Dal punto di vista pratico, la Chiesa fa tutto quello che può per aiutare la popolazione: si impegna nel gestire scuole, erogare microcredito, fare progetti vari. La Chiesa si fa così strumento e organizzazione. Ma la Chiesa è chiamata prima di tutto a fare la Chiesa non siamo una realtà sociale né politica. Dobbiamo dare una speranza, un orientamento e un senso a quanti si trovano in situazioni di difficoltà.

Siamo nel percorso verso il Sinodo dei giovani. Come vivono i giovani in Terrasanta?

I giovani sono quelli che pagano il prezzo più alto. L’alto tasso di disoccupazione dei nostri territori rende la loro vita più difficile, e le possibilità di successo molto complicate. C’è chi si lamenta e chi è frustrato, ma anche chi è in grado di mettersi in gioco.

Quale il pensiero di Papa Francesco per la Chiesa di Terrasanta?

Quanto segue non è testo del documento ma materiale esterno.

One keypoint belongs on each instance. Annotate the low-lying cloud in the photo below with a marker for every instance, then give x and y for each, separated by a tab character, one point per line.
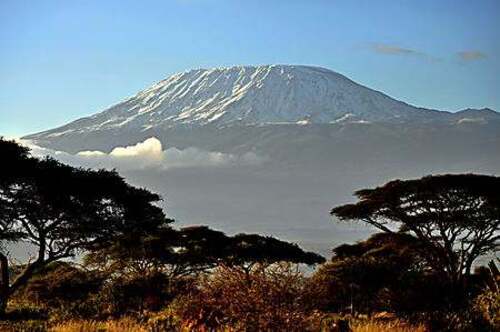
148	155
395	50
471	55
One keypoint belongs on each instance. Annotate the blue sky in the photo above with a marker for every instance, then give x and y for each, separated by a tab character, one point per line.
60	60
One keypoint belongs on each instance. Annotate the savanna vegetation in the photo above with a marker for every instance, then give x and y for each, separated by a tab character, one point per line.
104	257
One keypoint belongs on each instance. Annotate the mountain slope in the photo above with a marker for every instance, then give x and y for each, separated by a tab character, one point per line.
239	109
249	95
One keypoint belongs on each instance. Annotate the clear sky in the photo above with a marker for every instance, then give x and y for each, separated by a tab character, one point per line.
60	60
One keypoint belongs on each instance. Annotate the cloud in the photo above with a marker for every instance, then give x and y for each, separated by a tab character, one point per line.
396	50
148	155
471	55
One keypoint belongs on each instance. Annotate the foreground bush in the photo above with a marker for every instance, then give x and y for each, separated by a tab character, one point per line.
263	299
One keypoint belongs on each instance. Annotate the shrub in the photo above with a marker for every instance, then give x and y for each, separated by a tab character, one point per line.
263	299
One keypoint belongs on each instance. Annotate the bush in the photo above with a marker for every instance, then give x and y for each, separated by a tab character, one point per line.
263	299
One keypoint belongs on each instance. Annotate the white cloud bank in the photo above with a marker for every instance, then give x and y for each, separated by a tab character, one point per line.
148	155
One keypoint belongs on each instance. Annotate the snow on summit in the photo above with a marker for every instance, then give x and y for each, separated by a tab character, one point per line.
249	95
245	95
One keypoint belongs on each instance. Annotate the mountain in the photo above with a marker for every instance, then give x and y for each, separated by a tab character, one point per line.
322	136
197	102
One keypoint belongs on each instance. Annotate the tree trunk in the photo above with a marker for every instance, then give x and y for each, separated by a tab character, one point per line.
4	283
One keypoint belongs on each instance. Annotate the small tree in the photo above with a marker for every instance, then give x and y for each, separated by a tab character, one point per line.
61	210
194	249
456	218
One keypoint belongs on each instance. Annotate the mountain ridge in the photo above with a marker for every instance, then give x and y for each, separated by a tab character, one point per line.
250	95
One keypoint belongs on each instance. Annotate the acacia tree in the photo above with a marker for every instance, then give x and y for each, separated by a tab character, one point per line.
456	218
189	250
61	210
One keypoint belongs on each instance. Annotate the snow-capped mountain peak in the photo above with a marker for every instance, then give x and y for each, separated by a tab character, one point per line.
249	95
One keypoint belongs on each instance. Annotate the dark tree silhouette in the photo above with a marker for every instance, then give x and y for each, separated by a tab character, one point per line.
61	210
456	218
385	272
194	249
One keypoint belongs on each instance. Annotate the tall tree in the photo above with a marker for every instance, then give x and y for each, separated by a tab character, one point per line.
456	218
61	210
193	249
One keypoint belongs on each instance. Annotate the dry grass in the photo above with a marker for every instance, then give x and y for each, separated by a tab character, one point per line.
389	326
122	325
129	325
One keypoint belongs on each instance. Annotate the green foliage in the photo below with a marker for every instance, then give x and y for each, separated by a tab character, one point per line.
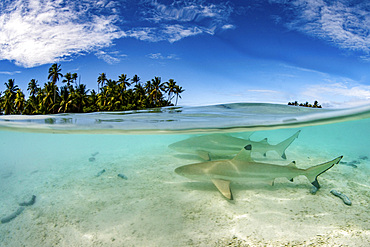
121	95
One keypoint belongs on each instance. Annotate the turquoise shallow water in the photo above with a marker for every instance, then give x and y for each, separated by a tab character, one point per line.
60	159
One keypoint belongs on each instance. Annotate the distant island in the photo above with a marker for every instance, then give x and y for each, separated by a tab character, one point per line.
315	104
73	97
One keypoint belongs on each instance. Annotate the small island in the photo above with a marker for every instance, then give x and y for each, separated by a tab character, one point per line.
314	105
73	96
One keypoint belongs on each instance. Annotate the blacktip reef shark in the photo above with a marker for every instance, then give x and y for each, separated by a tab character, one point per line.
242	168
224	145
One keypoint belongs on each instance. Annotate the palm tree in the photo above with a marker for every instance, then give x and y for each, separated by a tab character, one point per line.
48	94
135	79
9	97
33	87
11	87
139	93
156	89
74	78
101	80
68	79
178	91
8	103
80	96
54	74
170	88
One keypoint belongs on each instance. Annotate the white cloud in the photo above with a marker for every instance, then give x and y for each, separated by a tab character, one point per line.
38	32
346	24
337	94
264	91
228	26
182	19
171	33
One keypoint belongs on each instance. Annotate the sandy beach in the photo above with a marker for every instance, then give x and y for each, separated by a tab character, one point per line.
156	207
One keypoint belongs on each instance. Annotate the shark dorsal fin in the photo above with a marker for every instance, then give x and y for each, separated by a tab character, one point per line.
224	187
292	164
244	154
264	141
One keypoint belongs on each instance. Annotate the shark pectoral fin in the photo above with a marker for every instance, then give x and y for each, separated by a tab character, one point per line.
224	187
204	154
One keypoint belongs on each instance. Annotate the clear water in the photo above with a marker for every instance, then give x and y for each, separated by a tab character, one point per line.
57	158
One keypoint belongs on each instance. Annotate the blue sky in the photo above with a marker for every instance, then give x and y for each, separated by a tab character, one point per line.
219	51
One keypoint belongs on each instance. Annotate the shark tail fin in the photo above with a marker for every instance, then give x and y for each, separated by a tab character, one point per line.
282	146
313	172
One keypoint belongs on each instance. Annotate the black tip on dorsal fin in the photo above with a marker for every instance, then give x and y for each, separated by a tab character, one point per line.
248	147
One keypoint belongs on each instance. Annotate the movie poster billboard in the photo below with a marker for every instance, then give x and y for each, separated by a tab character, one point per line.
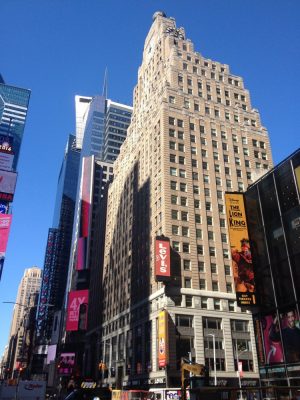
272	341
66	363
77	301
240	249
5	223
163	346
290	333
85	211
162	260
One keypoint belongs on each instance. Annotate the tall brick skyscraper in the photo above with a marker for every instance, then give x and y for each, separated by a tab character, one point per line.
193	136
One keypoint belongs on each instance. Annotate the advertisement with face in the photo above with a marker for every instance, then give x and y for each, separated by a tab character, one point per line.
66	363
290	332
271	334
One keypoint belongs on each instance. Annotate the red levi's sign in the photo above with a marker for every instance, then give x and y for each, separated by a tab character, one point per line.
162	260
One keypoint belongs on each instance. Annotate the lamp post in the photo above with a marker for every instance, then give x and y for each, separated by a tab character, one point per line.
215	364
238	371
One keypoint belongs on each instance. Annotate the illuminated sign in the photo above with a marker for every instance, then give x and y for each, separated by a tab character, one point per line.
162	260
7	183
5	223
163	350
77	303
240	249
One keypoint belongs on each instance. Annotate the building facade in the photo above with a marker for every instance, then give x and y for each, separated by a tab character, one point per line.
273	216
193	136
13	111
29	287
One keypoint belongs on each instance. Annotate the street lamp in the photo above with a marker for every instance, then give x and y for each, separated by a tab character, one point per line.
215	364
238	371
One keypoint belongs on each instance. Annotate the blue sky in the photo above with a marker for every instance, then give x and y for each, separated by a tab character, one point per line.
60	48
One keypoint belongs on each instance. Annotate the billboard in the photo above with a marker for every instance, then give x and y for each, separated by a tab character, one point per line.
290	333
240	249
7	184
5	223
272	341
85	211
66	363
163	349
76	300
162	260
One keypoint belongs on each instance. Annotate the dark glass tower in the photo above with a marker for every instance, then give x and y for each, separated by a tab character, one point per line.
59	242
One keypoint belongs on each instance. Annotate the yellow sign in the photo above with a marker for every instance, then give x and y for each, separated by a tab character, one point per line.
163	352
240	249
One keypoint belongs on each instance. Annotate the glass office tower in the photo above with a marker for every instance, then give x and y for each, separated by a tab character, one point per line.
273	215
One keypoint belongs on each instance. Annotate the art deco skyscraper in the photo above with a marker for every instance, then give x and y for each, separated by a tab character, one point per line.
193	136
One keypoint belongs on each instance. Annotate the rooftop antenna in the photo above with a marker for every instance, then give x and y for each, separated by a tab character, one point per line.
104	90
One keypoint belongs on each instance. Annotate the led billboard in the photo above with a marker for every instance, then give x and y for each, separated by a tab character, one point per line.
77	301
240	249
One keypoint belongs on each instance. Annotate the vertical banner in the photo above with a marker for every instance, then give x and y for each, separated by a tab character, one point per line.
163	348
76	300
5	223
240	249
162	260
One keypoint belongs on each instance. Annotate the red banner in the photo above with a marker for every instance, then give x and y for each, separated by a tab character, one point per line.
162	260
76	299
5	222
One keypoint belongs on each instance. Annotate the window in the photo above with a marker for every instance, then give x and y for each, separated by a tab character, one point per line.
188	301
225	253
198	233
224	237
228	287
187	283
182	187
175	246
201	266
198	218
213	268
174	199
197	203
200	249
175	230
204	302
187	265
239	326
173	185
184	215
182	173
183	201
208	206
227	269
217	304
174	214
185	247
212	252
202	284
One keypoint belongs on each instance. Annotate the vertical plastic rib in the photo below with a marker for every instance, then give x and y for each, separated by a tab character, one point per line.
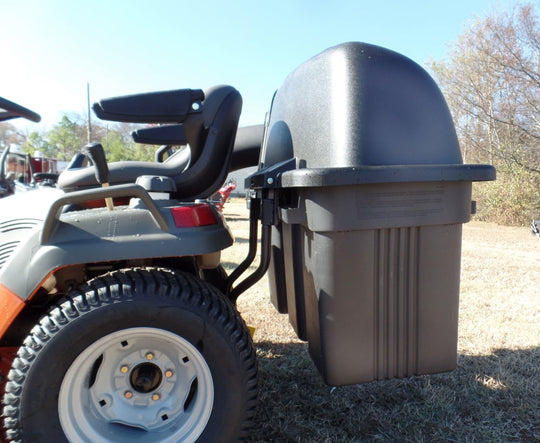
396	302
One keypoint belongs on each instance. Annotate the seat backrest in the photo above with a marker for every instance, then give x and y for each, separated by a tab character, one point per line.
210	135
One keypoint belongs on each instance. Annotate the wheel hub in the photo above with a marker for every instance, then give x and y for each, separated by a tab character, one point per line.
141	380
146	377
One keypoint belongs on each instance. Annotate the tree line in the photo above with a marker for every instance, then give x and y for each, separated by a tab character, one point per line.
491	80
70	134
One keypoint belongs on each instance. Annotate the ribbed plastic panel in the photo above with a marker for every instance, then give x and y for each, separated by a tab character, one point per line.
396	303
12	233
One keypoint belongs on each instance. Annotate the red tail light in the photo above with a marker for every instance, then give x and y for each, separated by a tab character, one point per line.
193	216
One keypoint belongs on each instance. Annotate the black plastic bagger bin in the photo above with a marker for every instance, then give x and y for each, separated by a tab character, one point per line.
361	155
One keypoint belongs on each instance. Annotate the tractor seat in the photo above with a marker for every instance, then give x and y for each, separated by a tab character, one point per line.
203	124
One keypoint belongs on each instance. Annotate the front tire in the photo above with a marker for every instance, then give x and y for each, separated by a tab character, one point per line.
135	355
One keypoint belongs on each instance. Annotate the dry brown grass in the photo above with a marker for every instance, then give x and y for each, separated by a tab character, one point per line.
493	395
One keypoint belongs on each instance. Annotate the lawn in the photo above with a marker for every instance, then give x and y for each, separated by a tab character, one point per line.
493	395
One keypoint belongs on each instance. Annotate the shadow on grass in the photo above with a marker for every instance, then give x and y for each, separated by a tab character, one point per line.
487	398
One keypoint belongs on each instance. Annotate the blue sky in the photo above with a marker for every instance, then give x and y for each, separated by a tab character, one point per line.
52	49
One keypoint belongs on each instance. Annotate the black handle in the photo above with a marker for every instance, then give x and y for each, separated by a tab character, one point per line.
96	153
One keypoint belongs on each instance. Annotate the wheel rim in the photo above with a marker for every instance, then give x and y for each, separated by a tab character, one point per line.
137	384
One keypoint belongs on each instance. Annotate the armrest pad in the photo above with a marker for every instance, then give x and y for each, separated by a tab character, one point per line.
152	107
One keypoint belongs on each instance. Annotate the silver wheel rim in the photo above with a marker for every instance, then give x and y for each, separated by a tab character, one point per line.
137	384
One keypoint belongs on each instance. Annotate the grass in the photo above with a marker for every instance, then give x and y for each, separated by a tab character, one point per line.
492	396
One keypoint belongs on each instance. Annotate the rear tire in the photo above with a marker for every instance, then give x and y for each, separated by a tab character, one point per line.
135	355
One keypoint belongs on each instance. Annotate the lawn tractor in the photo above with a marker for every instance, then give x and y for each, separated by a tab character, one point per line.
118	321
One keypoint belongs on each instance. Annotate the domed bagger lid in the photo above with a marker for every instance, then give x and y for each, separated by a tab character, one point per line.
358	113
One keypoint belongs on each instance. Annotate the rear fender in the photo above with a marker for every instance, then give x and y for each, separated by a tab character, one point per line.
99	235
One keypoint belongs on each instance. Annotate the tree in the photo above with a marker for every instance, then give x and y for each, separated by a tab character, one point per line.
66	138
9	134
36	142
491	80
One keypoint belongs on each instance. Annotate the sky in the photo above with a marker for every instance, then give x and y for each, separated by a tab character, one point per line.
52	49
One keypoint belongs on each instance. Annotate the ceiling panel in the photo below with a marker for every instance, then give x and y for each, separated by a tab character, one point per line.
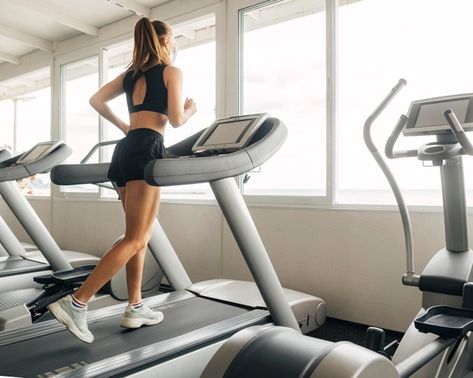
58	20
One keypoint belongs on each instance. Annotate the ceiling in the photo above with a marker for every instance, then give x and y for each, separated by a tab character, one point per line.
29	25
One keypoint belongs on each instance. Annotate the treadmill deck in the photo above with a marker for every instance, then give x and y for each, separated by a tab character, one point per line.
60	351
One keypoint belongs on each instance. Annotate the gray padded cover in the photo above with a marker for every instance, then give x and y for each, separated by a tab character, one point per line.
188	169
4	154
76	174
279	352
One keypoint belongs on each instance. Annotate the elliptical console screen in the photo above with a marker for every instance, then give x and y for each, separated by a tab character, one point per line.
426	116
229	134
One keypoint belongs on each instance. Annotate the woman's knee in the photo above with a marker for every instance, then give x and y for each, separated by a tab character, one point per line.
135	245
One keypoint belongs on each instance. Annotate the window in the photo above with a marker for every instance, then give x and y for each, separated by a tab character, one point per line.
283	74
375	50
80	81
195	42
26	111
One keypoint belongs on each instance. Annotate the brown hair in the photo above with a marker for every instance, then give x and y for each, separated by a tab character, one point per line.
148	49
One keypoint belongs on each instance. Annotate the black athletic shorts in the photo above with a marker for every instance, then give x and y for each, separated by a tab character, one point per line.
133	152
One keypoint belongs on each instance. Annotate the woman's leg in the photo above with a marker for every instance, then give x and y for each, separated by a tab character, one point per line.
141	206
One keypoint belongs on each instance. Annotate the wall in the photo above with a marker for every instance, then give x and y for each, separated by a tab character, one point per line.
354	259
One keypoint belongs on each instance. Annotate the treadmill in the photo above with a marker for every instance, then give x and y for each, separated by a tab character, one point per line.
196	318
18	267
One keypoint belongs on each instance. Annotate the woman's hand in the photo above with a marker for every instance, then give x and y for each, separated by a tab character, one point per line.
190	106
124	127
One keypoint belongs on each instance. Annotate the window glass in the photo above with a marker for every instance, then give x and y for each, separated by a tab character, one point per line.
80	121
284	74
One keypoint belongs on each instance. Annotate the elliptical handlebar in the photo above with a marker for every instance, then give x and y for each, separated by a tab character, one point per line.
389	149
410	278
379	109
458	131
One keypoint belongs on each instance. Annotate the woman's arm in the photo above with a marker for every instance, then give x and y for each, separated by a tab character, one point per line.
108	92
178	114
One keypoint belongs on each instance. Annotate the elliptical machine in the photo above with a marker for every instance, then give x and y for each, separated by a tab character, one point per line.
439	341
443	280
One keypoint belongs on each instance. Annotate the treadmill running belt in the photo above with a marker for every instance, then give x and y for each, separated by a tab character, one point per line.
53	353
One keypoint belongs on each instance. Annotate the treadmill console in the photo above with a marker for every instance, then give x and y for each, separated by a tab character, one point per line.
229	134
37	152
426	116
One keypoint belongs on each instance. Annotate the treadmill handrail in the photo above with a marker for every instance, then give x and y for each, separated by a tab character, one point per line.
187	170
96	147
42	165
84	173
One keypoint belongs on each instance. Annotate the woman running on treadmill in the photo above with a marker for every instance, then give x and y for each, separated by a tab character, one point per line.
152	86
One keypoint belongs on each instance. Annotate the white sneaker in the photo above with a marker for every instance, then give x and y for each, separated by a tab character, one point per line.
73	317
137	317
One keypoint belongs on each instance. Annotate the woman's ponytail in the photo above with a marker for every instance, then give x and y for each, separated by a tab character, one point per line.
147	49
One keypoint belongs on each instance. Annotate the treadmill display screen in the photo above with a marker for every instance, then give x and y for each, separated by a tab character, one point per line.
228	132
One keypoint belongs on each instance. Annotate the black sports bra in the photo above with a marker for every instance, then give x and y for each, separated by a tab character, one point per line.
156	97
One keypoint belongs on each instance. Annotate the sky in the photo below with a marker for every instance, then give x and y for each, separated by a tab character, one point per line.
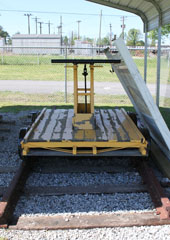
71	11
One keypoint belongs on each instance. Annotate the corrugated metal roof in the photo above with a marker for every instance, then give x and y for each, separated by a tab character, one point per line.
36	36
154	13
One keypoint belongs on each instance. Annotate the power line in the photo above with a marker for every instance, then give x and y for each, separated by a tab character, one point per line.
123	26
63	13
28	15
36	23
49	25
78	29
40	26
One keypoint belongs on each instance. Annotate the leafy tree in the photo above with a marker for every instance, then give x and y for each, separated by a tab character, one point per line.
140	43
3	33
133	37
65	40
104	41
153	35
90	40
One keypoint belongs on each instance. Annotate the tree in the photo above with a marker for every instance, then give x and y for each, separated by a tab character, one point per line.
3	33
133	37
140	43
65	40
153	35
104	41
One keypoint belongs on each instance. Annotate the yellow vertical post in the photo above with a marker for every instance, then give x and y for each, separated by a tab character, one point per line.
92	88
75	89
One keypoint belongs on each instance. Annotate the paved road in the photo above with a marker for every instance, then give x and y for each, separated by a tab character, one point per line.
58	86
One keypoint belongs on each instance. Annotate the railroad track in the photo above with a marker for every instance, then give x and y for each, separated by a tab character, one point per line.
160	216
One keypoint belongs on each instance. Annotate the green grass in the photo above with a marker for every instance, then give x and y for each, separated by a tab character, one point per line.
40	68
15	102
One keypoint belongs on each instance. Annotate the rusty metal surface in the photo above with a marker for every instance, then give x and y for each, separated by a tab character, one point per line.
12	194
159	198
88	221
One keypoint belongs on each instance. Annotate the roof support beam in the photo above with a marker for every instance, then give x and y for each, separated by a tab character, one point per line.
158	8
109	3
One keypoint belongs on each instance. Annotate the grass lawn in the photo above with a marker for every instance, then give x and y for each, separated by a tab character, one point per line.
30	68
15	102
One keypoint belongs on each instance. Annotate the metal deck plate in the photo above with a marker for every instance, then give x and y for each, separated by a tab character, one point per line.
109	124
140	96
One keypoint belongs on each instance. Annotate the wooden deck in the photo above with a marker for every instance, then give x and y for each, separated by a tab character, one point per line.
109	125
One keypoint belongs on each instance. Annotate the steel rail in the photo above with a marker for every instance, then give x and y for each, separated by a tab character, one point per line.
157	193
12	194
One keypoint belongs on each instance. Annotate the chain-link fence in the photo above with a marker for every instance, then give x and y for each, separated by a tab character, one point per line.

Il Papa è stato sempre molto chiaro, sia quando è venuto in visita, sia quando ci ha incontrato: non possiamo presumere. Significa che i problemi resteranno, che non cambieremo le sorti del Medio Oriente. E pe questo dobbiamo fare quello che siamo chiamati a fare, seguendo il nostro stile.

E quale è lo stile?

È lo stile cristiano: non erigere muri, non avere nemici, creare relazioni, creare occasioni di incontro, fermento culturale, crescita… Un elemento culturale non è secondario, non è una questione solo intellettuale. In effetti, una delle grandi cristi del Medio Oriente è proprio questa perdita della memoria, della coscienza di sé, dell’identità.